Best stolen base of the season:
- Date: September 8th vs. Houston Astros
- Situation: Bottom 8th, 0-0 count, 1 out, runners on first and second, M's tied 1-1
- Result: James Jones steals third base
- WPA: 0.094
This highlight isn't on mlb.com and I can't figure out how to embed a YouTube video with a specific time stamp with the SBNation editor... skip ahead to 12:05 to see the play.
James Jones also stole second base earlier in the inning (good for 0.049 WPA) because that's just what he does.
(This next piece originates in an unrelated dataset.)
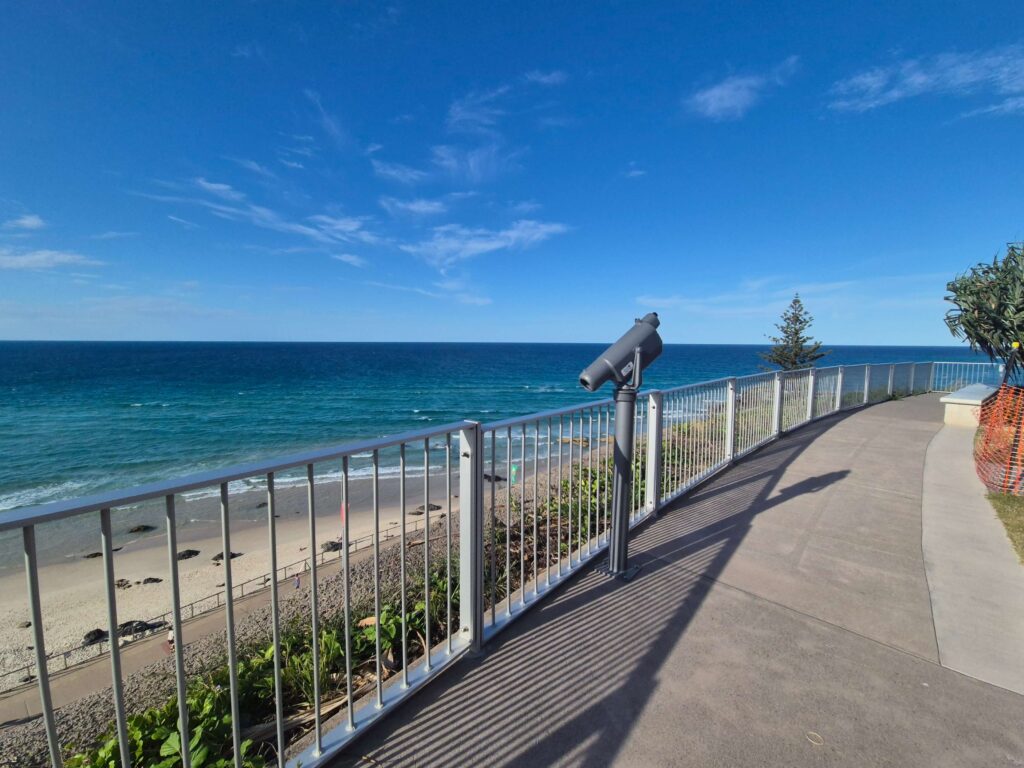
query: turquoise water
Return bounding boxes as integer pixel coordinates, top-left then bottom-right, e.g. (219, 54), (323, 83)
(0, 341), (985, 513)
Miller would hit a triple three pitches later, scoring both Jones and Saunders, so it wasn't as if Jones necessarily needed to have been on third to score, but the Mariners chances of getting a run improved from 42.5% (runners on first and second, one out) to 65.3% (runners on first and third, one out). Jones' stolen bases in this contest were big for the Mariners; they were in the middle of a terrible offensive slump, scoring only 14 runs over a stretch of eight games between the 7th and 15th of September. When your offense is that impotent, the value of every extra base feels extra important.
Worst stolen base of the season:
- Date: August 20th @ Philadelphia Phillies
- Situation: Top 4th, 1-1 count, 0 outs, runners on second and third, M's up 2-1
- Result: Chris Denorfia thrown out "stealing home"
- WPA: -0.12
Again, skip ahead to 5:53 to see the play.
Although this wasn't a true stolen base attempt, it goes down in the books as one. What we have here appears to be a terribly broken squeeze play. Denorfia clearly breaks for home on the pitch, but Jesus Sucre does his best Eric Byrnes impersonation and doesn't offer at the ball. It's almost certainly Sucre who missed the sign because Denorfia would've gotten the call directly from the third base coach (unless Rich Donnelly messed up, which I suppose is possible). When asked about this sequence after the game, McClendon said: "Fact is, it didn’t go right. It makes no difference who screwed up or who did what. It was a screwed-up play." Kudos for refusing to throw your backup catcher under the bus, Lloyd.
This out hurt a lot. Especially when you consider the fact that Sucre singled on the very next pitch (which would've scored Denorfia) and that the Mariners ultimately ended up losing the game 4-3. (Sucre also allowed a run to score on a passed ball in this game. Not his finest performance.)
Finally, a few more Mariners-centric stolen base numbers:
- When trying to steal second base, the Mariners were successful in 85 out of 123 attempts (69% success rate).
- When trying to steal third base, the Mariners were successful in 11 out of 14 attempts (79% success rate). James Jones was 7 for 7 in stealing third.
- The squeeze play with Denorfia and Sucre was the Mariners only "attempt" at stealing home.
- The Mariners attempted just one double steal in 2014. Jackson and Ackely successfully stole third and second base, respectively, in the first inning of a game against A.J. Burnett and the Phillies.
It'll be interesting to see how the Mariners stolen base numbers change next year. A full season of Austin Jackson and a more experienced James Jones (assuming he makes the 25-man roster, which doesn't really seem as likely as it did at the beginning of the off-season) could go a long way to turning Seattle into a real base-stealing threat.